Quando chegaram, percebi logo que algo estava diferente. Mariana trazia um brilho nos olhos e Ricardo parecia nervoso.

Sentámo-nos à mesa e mal comecei a servir-lhes o bacalhau, Mariana pousou o garfo e disse:

— D. Teresa… Estou grávida.

Fiquei sem palavras. Olhei para Ricardo e vi nele um misto de alegria e medo.

— Vamos ser avós — disse ele baixinho.

Senti as lágrimas virem-me aos olhos. Levantei-me e abracei-os aos dois. Pela primeira vez em muito tempo, senti-me parte de alguma coisa maior do que eu própria.

Os meses seguintes foram um turbilhão de emoções. Mariana vinha muitas vezes cá a casa pedir conselhos sobre gravidez — mesmo depois de todas as nossas discussões. Eu ensinava-lhe receitas antigas da minha mãe e ela mostrava-me como usar o WhatsApp para ver as ecografias do bebé.

Mas nem tudo era fácil. Um dia, Mariana apareceu cá em casa a chorar:

— D. Teresa… A minha mãe quer que eu vá ter o bebé em Lisboa com ela. Diz que aqui no Porto não tenho apoio suficiente.

Fiquei furiosa:

— Apoio? Então eu não sou apoio? O meu neto vai nascer aqui nesta casa!

Mariana soluçava:

— Eu sei… Mas ela faz-me sentir culpada por não estar com ela.

Sentei-me ao lado dela e peguei-lhe na mão:

— Mariana… Eu também perdi a minha mãe cedo demais. Sei o que custa querer agradar às duas famílias. Mas acredita: aqui tens uma casa e uma família à tua espera.

Ela sorriu entre lágrimas e abraçou-me com força.

No dia em que o pequeno Tomás nasceu, fui ao hospital com um ramo de flores e um bolo de laranja ainda quente. Quando entrei no quarto e vi Mariana com o bebé nos braços e Ricardo ao lado dela, senti-me finalmente em paz.

Mas os desafios continuaram. Mariana quis voltar ao trabalho cedo demais para o meu gosto; Ricardo achava que eu me intrometia demasiado na educação do Tomás; eu sentia-me posta de lado quando eles faziam planos sem me incluir.

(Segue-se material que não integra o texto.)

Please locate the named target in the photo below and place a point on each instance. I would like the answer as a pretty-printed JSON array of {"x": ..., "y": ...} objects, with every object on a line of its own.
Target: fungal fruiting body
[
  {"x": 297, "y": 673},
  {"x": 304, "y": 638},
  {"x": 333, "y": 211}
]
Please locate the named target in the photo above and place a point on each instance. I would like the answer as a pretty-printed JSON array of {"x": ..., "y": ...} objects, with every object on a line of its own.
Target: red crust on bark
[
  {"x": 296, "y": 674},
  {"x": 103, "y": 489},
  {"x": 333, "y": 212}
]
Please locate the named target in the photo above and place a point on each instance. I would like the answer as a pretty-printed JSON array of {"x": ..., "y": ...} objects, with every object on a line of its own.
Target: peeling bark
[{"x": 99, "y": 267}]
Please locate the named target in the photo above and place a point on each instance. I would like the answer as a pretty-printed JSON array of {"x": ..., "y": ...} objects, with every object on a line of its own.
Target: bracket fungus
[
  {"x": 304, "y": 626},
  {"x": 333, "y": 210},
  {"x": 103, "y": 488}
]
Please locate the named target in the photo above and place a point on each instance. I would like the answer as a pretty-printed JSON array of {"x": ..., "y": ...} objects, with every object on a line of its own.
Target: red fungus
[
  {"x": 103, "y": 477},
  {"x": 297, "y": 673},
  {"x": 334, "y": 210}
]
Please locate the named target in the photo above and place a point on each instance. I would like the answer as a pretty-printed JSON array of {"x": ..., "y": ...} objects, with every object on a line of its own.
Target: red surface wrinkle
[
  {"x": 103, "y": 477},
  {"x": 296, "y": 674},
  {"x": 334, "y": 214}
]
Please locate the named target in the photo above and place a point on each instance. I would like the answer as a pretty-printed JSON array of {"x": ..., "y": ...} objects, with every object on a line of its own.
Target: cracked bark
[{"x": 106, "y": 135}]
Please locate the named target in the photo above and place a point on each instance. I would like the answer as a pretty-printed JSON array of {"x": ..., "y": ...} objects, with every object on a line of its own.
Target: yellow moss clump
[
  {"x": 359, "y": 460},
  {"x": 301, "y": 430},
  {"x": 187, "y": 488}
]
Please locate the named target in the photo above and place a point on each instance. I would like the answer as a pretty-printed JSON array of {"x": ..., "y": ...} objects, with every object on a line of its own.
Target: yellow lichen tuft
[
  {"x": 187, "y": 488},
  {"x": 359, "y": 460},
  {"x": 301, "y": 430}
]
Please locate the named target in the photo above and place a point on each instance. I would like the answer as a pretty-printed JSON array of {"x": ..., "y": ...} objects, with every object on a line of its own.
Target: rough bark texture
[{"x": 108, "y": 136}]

Uma noite, depois de mais uma discussão sobre quem devia buscar o Tomás à creche, sentei-me sozinha na sala e olhei para as fotografias antigas na estante: eu e António no nosso casamento; Ricardo ainda bebé; todos nós à mesa num Natal distante.

Pensei em tudo o que tinha mudado — nas tradições que já ninguém seguia, nas palavras ditas e nas que ficaram por dizer.

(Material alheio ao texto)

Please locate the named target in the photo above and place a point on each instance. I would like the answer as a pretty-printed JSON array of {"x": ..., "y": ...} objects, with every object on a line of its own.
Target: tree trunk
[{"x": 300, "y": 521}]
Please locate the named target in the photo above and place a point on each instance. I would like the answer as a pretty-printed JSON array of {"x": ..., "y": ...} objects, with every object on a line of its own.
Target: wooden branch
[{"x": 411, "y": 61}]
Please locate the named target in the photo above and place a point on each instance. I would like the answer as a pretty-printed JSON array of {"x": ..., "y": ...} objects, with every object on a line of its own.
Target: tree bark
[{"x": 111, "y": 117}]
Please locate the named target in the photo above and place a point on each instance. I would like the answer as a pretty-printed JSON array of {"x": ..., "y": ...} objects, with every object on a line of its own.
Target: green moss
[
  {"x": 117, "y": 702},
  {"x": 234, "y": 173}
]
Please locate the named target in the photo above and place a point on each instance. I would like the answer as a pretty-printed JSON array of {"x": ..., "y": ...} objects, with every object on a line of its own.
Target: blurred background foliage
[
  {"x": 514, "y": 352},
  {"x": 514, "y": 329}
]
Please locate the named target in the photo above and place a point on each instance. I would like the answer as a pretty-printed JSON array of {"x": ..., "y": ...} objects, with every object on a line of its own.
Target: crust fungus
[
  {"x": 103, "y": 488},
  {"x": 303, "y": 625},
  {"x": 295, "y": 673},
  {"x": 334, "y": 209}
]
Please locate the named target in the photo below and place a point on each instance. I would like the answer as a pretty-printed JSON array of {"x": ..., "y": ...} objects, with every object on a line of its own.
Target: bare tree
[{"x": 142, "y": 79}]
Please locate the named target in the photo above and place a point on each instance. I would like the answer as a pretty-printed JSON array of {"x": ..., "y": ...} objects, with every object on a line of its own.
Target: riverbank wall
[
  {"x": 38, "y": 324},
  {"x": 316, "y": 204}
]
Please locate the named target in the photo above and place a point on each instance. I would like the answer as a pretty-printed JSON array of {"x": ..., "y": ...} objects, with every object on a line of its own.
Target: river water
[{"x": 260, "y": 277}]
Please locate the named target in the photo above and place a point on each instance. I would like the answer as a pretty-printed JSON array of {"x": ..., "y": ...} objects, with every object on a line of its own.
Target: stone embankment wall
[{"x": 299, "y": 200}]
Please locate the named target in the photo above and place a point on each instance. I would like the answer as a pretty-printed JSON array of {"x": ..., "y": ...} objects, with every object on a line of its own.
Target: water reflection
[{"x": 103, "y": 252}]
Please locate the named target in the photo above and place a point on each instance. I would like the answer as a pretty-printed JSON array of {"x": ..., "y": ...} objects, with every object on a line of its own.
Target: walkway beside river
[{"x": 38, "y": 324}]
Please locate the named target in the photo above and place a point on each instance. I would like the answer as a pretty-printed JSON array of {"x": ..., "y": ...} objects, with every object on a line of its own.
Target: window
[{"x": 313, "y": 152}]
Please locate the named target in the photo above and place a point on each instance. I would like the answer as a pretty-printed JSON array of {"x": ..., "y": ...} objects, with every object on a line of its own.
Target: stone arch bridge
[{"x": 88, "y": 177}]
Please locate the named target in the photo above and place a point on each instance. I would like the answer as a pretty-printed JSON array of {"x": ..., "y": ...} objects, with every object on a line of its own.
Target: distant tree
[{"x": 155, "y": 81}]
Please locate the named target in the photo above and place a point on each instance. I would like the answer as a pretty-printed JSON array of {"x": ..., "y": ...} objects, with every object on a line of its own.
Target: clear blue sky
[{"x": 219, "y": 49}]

No domingo seguinte, convidei-os para jantar outra vez. Fiz questão de pedir à Mariana para escolher o menu — ela pediu lasanha vegetariana.

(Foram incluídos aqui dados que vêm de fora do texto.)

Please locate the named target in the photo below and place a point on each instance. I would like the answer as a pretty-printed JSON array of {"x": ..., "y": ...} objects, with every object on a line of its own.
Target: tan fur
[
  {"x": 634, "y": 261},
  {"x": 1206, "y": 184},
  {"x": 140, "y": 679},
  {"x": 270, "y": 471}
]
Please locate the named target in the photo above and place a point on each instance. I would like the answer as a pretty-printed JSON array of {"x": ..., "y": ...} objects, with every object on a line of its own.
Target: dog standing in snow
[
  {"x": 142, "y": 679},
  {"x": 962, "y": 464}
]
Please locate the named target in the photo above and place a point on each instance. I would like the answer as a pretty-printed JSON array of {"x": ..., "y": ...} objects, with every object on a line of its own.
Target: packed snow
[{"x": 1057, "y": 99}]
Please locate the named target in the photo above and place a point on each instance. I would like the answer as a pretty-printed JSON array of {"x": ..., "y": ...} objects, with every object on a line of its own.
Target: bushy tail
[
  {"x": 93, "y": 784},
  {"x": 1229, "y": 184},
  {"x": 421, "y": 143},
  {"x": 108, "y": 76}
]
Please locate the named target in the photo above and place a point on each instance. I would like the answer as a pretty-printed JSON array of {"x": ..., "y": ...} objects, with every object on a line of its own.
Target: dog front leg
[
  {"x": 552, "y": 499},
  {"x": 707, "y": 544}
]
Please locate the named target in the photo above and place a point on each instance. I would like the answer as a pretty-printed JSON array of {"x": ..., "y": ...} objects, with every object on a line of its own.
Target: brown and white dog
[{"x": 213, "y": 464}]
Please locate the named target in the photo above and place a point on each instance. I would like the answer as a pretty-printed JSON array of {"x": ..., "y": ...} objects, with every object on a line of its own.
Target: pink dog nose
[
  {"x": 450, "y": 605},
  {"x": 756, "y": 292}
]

Enquanto cozinhávamos juntas na cozinha apertada, Mariana virou-se para mim:

— Sabe, D. Teresa… Às vezes sinto que nunca vou ser suficiente para si.

Fiquei parada um instante. Depois abracei-a:

— Eu é que tenho medo de não ser suficiente para vocês…

Rimo-nos as duas entre lágrimas e molho de tomate.

Naquela noite, à mesa com Ricardo e Tomás a brincar no chão, percebi finalmente: família não é sobre quem serve primeiro ou quem faz melhor arroz; é sobre quem fica quando tudo o resto falha.

Agora pergunto-me: quantas vezes deixamos o orgulho falar mais alto do que o amor? E será que algum dia aprendemos mesmo a ouvir uns aos outros?